As Supreme Court followers will already know, the Court issued decisions in several cases today, including an employment discrimination case, a case about the reach of the Necessary and Proper Clause (take note, my old students!), and, of course, a case dealing with affirmative action in public universities.
There isn’t much involving law and religion in any of these cases. But not nothing either. I am still digesting Fisher v. University of Texas, but the upshot seems to be a clarification of sorts by the Court that, in applying a strict scrutiny standard in this context, while deference is due to a university’s belief in the importance of “the educational benefits flowing from student body diversity,” deference is not due to the manner in which the university attempts to achieve the asserted interest in diversity (where narrow tailoring of the means to the end is necessary). Good faith efforts by the university to achieve narrow tailoring are not sufficient to satisfy the narrow tailoring element of strict scrutiny. Justice Kennedy, writing for the Court, offered this: “Strict scrutiny must not be ‘strict in theory but fatal in fact.’….But the opposite is also true. Strict scrutiny must not be strict in theory but feeble in fact.” The case was vacated and remanded to the Fifth Circuit for reconsideration in light of the Court’s clarification of the applicable standard.

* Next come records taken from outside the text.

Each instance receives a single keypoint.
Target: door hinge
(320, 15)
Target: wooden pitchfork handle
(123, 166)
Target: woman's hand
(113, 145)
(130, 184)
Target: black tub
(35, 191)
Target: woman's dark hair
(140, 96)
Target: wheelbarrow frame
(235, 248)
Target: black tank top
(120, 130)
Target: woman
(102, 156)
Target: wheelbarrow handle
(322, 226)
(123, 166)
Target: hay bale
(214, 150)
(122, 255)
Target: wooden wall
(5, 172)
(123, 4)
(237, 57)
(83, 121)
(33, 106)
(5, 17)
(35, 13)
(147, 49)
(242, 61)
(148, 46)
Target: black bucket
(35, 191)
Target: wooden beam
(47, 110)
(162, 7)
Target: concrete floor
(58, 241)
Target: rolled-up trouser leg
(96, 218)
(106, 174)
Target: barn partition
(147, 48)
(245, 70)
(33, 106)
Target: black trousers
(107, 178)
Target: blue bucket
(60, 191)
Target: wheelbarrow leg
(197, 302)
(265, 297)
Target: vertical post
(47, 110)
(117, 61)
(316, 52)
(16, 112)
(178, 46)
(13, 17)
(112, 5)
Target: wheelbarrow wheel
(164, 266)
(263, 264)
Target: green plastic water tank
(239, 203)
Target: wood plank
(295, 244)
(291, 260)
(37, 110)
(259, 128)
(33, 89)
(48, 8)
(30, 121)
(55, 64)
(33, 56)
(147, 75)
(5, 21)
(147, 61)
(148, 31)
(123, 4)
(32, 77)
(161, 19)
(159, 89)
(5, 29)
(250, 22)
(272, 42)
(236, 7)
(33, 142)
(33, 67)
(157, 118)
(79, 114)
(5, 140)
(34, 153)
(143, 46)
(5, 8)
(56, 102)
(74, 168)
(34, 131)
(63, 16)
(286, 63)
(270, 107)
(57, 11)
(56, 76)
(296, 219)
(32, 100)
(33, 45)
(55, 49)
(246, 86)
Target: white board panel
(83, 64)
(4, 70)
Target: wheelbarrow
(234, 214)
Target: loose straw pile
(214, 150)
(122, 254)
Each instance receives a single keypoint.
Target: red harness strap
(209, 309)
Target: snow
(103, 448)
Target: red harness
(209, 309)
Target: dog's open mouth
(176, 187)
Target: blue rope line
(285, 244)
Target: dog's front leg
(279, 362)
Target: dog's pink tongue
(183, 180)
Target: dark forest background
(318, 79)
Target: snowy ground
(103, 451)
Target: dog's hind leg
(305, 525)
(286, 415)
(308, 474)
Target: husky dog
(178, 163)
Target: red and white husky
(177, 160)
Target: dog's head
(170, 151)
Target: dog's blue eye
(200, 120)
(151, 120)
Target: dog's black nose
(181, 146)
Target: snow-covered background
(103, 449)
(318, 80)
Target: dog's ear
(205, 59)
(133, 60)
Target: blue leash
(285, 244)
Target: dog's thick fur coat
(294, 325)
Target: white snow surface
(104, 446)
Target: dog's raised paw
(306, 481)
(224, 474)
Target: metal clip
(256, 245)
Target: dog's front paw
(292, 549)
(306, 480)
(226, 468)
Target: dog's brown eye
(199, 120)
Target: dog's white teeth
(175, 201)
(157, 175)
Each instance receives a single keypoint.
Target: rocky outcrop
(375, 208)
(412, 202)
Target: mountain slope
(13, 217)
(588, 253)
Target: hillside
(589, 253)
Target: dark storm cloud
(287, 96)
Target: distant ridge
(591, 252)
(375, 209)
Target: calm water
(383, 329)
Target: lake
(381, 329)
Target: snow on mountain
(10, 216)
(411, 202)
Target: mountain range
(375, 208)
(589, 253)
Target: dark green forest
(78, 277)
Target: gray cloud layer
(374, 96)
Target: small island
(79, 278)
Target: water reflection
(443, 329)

In a sizable and strongly worded concurrence, Justice Thomas agreed that the Fifth Circuit did not apply strict scrutiny but also argued that the Court should have overruled Grutter v. Bollinger, where the Court offered its fullest statement about educational diversity. Justice Thomas’s concurrence is framed in large part as a series of comparisons between arguments made by segregationists and arguments made by proponents of what he calls “race discrimination” in admissions, among which is the following:
Slaveholders argued that slavery was a “positive good” that civilized blacks and elevated them in every dimension of life. See, e.g., Calhoun, Speech in the U. S. Senate, 1837, in P. Finkelman, Defending Slavery 54, 58–59 (2003) (“Never before has the black race of Central Africa, from the dawn of history to the present day, attained a condition so civilized and so improved, not only physically, but morally and intellectually. . . . [T]he relation now existing in the slaveholding States between the two [races], is, instead of an evil, a good—a positive good”); Harper, Memoir on Slavery, in The Ideology of Slavery 78, 115–116 (D. Faust ed. 1981) (“Slavery, as it is said in an eloquent article published in a Southern periodical work . . . ‘has done more to elevate a degraded race in the scale of humanity; to tame the savage; to civilize the barbarous; to soften the ferocious; to enlighten the ignorant, and to spread the blessings of [C]hristianity among the heathen, than all the missionaries that philanthropy and religion have ever sent forth’”); Hammond, The Mudsill Speech, 1858, in Defending Slavery, supra, at 80, 87 (“They are elevated from the condition in which God first created them, by being made our slaves”) . . . .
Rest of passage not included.